Deux milliards de personnes souffrent de carence en micronutriments
L'enjeux est essentiel, puisque plus de 800 millions de personnes souffrent de malnutrition dans le monde. De plus, la « faim invisible », une carence en micronutriments, touche plus de deux milliards de personnes dans le monde, affirme l'Institut international de recherche sur l'alimentation (Ifpri), dans son état des lieux de la faim dans le monde publié le 13 octobre. Selon l'Ifpri, cet aspect « crucial mais souvent négligé » de malnutrition touche les populations dont l'alimentation est pauvre en nutriments essentiels (zinc, fer, iode, vitamines A et B). Ses effets ne sont pas observables à court terme, mais se révèlent « dévastateurs » à long terme : hausse de la mortalité maternelle et infantile, handicaps physiques, affaiblissement du système immunitaire et des facultés intellectuelles, explique l'Ifpri. L'organisme invite les gouvernements à « augmenter la diversité alimentaire », notamment en rendant obligatoire l'ajout de zinc, fer et vitamines essentielles aux aliments lors de leur transformation.

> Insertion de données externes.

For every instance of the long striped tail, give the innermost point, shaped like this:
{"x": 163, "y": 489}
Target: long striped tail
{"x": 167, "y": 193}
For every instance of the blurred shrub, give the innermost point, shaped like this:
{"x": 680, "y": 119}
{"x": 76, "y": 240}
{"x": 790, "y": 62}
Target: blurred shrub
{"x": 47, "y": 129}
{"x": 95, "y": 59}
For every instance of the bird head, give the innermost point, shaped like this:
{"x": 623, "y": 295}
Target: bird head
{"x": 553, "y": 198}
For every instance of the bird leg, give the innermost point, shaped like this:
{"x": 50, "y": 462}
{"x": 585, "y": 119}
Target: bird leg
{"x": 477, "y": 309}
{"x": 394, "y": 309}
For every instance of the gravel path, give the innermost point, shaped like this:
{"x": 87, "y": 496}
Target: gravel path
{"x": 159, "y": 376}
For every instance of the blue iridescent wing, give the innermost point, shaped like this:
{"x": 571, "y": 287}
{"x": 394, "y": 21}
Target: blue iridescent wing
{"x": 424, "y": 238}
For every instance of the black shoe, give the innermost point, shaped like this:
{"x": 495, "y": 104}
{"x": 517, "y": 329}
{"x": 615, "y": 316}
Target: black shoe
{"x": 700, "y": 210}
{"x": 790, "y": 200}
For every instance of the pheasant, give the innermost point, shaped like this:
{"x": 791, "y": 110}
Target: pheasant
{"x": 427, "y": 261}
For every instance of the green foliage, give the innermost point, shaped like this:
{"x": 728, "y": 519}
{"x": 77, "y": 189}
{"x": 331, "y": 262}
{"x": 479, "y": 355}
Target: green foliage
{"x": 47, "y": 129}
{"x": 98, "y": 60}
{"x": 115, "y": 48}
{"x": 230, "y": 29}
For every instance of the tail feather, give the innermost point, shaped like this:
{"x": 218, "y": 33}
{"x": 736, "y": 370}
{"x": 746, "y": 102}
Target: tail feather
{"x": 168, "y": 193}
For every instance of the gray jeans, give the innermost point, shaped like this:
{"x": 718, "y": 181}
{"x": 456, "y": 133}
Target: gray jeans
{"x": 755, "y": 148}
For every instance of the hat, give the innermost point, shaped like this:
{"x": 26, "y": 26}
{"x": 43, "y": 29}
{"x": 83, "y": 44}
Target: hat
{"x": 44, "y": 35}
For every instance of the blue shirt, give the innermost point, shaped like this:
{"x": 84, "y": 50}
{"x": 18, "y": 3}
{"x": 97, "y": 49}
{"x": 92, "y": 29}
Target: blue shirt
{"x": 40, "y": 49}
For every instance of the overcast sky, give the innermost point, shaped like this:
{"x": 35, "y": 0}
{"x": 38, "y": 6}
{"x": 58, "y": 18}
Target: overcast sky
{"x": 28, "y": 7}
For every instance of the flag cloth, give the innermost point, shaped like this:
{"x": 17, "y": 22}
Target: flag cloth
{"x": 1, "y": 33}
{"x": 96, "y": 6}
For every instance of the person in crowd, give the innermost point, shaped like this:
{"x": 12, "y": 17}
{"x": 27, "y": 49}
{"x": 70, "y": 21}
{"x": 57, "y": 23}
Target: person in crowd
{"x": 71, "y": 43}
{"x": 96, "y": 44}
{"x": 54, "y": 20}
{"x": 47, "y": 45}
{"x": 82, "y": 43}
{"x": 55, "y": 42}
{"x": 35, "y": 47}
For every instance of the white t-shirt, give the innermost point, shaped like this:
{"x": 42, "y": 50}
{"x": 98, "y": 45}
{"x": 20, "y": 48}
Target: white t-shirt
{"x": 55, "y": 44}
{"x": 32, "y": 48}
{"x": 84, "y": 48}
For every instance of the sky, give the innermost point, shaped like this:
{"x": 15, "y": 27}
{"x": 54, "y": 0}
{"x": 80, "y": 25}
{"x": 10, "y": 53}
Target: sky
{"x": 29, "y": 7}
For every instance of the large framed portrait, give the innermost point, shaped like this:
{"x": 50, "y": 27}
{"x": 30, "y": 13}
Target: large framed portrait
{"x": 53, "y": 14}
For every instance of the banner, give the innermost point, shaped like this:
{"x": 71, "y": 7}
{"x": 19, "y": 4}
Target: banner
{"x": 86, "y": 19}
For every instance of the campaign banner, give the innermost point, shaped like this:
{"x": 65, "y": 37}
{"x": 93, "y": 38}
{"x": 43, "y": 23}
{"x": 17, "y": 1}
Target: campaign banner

Plusieurs associations dénoncent les « principes d'investissement responsable dans l'agriculture », adoptés par le Comité de la sécurité alimentaire mondiale (CSA) de l'ONU le 15 octobre, « qui laissent le champ libre à des pratiques nuisibles à la sécurité alimentaire et nutritionnelle ». « Accaparements des terres, soutien aux OGM ou course au moins-disant fiscal pourraient ainsi être labélisés investissements responsables : ces principes passent donc à côté de leur objectif, et ne permettront en rien de protéger le droit à l'alimentation des populations vulnérables », développent le CCFD-Terre Solidaire, Oxfam France, Peuples Solidaires-ActionAid France et le Secours Catholique-Caritas France. « Loin de répondre à un enjeu de sécurité alimentaire, des initiatives lancées aujourd'hui par certains États avec des multinationales de l'agroalimentaire menacent la souveraineté alimentaire des populations en poussant les États concernés à mettre en œuvre des mesures de dérégulation et d'ultra-libéralisation de leur secteur agricole au bénéfice des multinationales », ajoute le CCFD.